Юнговская концепция архетипов позволяет свести множество действующих лиц советского мифа к ограниченному числу основных персонажей. Главные среди них — архетипы героя, мудрого отца, матери и врага [487] . Они находят свое выражение во всех областях культуры — в прессе, кино, массовой песне, литературе, архитектуре, изобразительных искусствах и т. д. Образ героя как воплощение динамического начала встречается во многих вариантах — это герой войны или политический деятель, культурный герой или строитель, герой самосовершенствования или герой самопожертвования. В конце двадцатых годов возникает образ Сталина, занимающего по отношению к героическим сыновьям место мудрого отца и учителя. Наконец, в первой половине тридцатых годов на основе поворота к народу и Родине рождается архетип матери. Все вместе образуют треугольник «Большой семьи» [488] . Дополняется эта картина фигурой врага или вредителя, который в разных масках представляет собой постоянную угрозу «Большой семье».
487
Более подробно см.: Гюнтер X. Архетипы советской культуры // Соцреалистический канон. С. 743–784.
488
См.: Кларк К. Сталинский миф о «Великой семье» // Там же. С. 785–796.

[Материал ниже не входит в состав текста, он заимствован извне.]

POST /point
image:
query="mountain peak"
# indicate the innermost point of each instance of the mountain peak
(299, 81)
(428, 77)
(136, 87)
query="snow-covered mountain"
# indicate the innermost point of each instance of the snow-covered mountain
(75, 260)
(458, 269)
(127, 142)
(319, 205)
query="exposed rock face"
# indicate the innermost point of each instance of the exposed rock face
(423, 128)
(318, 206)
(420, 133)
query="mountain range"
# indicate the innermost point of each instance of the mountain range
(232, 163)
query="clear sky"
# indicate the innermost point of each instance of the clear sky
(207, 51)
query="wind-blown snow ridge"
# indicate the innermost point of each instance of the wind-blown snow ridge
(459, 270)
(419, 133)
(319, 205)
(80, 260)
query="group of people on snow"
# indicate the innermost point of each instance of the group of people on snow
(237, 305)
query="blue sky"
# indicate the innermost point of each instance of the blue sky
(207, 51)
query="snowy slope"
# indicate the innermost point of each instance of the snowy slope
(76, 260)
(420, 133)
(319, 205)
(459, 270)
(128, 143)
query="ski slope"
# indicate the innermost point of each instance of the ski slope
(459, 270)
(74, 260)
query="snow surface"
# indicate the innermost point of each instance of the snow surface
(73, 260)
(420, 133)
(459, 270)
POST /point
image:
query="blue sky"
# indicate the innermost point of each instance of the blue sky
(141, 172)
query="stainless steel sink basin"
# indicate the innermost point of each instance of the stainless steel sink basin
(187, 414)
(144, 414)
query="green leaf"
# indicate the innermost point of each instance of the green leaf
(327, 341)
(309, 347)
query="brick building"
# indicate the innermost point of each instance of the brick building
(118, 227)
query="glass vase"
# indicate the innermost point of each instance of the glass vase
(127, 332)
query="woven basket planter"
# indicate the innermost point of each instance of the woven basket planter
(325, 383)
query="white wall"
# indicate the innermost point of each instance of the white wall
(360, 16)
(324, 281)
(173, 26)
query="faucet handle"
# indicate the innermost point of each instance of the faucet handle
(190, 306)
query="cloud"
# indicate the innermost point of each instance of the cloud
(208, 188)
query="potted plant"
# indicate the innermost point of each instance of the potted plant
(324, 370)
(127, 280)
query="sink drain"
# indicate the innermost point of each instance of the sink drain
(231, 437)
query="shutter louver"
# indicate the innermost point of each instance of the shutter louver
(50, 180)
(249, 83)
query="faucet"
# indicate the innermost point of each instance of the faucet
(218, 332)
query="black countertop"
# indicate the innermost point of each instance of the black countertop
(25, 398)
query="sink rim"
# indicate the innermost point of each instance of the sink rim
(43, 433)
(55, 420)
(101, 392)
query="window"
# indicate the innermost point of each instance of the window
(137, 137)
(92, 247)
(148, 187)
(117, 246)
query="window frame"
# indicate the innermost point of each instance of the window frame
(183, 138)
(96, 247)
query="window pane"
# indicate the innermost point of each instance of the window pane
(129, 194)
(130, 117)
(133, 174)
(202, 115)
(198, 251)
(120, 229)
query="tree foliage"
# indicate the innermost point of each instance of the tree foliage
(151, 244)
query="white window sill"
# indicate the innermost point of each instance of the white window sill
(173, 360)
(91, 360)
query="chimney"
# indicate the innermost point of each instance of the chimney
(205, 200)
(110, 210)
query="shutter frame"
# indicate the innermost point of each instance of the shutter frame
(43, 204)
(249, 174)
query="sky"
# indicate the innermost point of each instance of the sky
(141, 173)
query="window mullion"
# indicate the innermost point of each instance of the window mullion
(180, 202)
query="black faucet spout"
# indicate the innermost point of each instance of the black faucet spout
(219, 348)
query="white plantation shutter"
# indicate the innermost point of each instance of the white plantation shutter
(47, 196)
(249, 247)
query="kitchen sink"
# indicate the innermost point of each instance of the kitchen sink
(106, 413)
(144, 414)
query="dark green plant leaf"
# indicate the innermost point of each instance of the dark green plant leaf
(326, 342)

Архетип матери восходит к русской народной традиции и обозначает эмоциональную и вегетативную основу жизни народа в женской репрезентации. Эмоциональный аспект включает такие явления общественной атмосферы, как жизнерадостность, смех, красоту или счастье, а вегетативный полюс — плодовитость, семейную коллективность и т. д. Становление архетипа матери находит свое выражение в новых художественных жанрах: к примеру, в подъеме лирической массовой песни, воспевающей красоту Родины, или в «женском» жанре кинокомедии с кинозвездами Любовью Орловой или Мариной Ладыниной [489] . В изобразительных искусствах первой половины тридцатых годов формируется новый, более женственный идеал женщины, явно отличающийся от того андрогинного типа, который преобладал до конца первой пятилетки [490] . К этим художественным жанрам относится и новая архитектура растительного богатства московской сельскохозяйственной выставки.
489
См.: Булгакова О. Советские красавицы в сталинском кино // Советское богатство. Статьи о культуре, литературе и кино. СПб., 2002. С. 391–411.
490
См.: Bonnell V. E. Iconography of Power. Soviet Political Posters under Lenin and Stalin. University of California Press. Berkeley; Los Angeles; London, 1997. P. 100–135.